A: The Morning News promoted me to columnist in 2011 and I offered to continue working the draft like I had always done if they would cut me back to two columns a week instead of three during March and April. But management told me to focus on columns, not the draft. In the newspaper world, you don’t turn down the opportunity to write a column.
Q: How were you able to be so spot on with your NFL mock drafts? What was the process? I read how you talked about gathering data and talking to scouts from various teams. What did you learn in that process, yourself? I recall you mentioning Ozzie Newsome to me once. Can you elaborate?
A: When the Morning News sports editor Dave Smith told me in my first year on the NFL beat to grade drafts, I figured I’d better know what I’m talking about if I’m going to undertake that responsibility. So I invested in the draft. I went to the combine in Indianapolis for the first time in 1992 and started meeting the scouts and personnel directors who were evaluating the players. I started building a network of sources who would tell me how they graded and evaluated players.
“That’s why my draft stuff was so accurate. It was never my opinion. It was the opinion of the men who would be drafting players…”
Over the course of the next decade I incorporated assistant coaches, head coaches, general managers and even an owner or two into my network. By the end of the decade, I had amassed more than 100 contacts with all 32 of the teams. I might have been the only guy during the entire draft season that talked to every team. I didn’t watch any film.

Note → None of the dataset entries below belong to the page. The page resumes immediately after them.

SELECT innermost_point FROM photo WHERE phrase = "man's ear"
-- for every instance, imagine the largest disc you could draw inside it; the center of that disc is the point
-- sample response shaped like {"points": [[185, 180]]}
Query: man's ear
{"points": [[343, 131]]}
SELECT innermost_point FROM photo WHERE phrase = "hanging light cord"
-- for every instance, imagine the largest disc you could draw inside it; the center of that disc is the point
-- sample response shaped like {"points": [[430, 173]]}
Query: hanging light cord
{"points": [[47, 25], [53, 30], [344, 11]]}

I wasn’t a scout or a talent evaluator. I was a writer. So I talked to the men who did evaluate talent for a living and built my position boards, Top 100 boards and mock drafts based on the information I gathered from them. That’s why my draft stuff was so accurate. It was never my opinion. It was the opinion of the men who would be drafting players. I was building a consensus draft board each spring. One GM told me he considered me the NFL’s 33rd team – because my draft board was the consensus.